New synthesis mode required

Question

New synthesis mode required

Opened this issue 4 years ago · 17 comments

Currently, HeteroCL has several target modes, but none of them support pure kernel code synthesis.

"vhls" target and "debug" mode returns host/kernel code without execution. hcl.platform needs to collaborate with .to to move computations from host to xcel. If .to is not used, all the computations will be done on the host.

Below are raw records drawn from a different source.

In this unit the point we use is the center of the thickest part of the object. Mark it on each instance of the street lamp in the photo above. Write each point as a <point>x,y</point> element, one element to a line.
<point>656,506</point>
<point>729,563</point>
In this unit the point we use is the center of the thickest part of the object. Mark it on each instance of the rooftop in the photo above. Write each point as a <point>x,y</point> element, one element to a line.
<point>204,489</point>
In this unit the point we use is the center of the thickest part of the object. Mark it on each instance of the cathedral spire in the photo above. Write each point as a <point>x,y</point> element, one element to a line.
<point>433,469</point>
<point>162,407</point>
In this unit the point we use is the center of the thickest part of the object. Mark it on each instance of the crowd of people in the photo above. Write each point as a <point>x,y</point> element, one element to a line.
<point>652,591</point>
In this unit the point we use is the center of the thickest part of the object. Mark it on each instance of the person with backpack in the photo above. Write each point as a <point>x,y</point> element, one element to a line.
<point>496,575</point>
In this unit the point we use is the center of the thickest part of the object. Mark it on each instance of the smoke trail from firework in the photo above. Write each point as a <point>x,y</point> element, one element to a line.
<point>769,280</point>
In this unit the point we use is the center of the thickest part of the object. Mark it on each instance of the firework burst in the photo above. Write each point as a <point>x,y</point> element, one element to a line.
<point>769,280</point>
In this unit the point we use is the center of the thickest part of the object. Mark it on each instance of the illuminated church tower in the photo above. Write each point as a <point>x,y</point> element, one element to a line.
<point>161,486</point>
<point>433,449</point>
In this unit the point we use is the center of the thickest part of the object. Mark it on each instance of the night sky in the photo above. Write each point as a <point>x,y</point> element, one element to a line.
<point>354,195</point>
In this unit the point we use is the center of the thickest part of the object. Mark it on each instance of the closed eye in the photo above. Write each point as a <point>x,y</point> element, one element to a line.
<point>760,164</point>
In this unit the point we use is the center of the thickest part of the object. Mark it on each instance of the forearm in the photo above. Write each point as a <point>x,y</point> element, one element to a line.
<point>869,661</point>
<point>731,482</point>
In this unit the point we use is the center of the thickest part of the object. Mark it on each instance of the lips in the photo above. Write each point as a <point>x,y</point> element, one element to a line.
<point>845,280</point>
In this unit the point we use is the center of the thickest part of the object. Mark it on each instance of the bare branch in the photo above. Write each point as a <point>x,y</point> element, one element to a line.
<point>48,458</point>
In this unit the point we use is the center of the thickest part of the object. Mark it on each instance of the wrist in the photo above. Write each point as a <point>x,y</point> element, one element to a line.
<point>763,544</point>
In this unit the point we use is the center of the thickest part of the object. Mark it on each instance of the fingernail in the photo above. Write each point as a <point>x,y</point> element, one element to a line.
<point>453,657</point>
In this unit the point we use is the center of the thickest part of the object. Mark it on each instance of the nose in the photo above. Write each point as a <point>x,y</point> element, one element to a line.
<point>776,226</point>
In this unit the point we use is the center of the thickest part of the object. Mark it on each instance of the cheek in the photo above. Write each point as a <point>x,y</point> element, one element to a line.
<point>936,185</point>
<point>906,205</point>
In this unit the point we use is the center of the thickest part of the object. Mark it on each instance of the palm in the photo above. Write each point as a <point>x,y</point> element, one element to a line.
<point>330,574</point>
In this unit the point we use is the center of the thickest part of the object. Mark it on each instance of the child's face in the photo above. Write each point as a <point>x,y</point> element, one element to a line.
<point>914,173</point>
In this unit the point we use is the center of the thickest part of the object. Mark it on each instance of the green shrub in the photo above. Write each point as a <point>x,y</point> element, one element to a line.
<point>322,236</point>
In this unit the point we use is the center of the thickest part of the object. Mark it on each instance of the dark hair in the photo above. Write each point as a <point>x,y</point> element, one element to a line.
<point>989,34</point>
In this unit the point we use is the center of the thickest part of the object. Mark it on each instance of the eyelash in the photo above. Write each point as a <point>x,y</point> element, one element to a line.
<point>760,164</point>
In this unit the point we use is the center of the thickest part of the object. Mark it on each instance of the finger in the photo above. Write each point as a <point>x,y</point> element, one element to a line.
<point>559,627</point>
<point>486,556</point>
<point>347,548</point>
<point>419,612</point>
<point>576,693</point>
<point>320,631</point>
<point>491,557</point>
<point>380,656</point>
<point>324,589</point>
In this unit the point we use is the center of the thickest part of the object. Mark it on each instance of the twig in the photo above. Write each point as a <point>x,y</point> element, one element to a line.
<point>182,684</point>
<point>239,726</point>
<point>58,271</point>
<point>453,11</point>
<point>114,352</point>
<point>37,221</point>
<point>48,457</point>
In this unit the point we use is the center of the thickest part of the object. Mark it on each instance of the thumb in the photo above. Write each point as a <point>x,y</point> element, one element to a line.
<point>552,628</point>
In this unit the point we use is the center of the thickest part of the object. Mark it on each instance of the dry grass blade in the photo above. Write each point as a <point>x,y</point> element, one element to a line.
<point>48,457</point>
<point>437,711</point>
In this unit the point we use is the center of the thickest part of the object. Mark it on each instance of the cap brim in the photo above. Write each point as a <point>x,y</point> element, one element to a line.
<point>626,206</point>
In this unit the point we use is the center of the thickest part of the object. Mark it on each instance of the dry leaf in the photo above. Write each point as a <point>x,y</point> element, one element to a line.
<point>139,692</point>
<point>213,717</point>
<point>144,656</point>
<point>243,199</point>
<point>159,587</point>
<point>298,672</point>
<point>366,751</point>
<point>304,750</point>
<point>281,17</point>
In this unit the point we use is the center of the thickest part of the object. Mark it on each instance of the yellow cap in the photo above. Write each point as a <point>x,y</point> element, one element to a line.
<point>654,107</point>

However, sometimes users only want to optimize their applications on FPGA but do not care so much about the host part (e.g. consider using different primitives to optimize a single convolution layer on chip). Current HeteroCL's facility gives no convenience for these users, leading to several disadvantages:

Users need to manually do data streaming for all the compute modules. This may be a burden if users want all the computations to be executed on FPGA, and profile the performance of this application. I agree that in most of the cases, users need to specify where the compute functions are executed, but it would be better if we provide an option for users to quickly put all their functions on-chip.
Users cannot focus on the module they want to optimize. For example, a simple add function using .to will generate the following three loops. However, only the performance of Loop2 is what users care about. Loop1 and Loop3 are automatically generated by HeteroCL, which should be optimized and have no need to do synthesis again and again. The latency in HLS report also count these loops.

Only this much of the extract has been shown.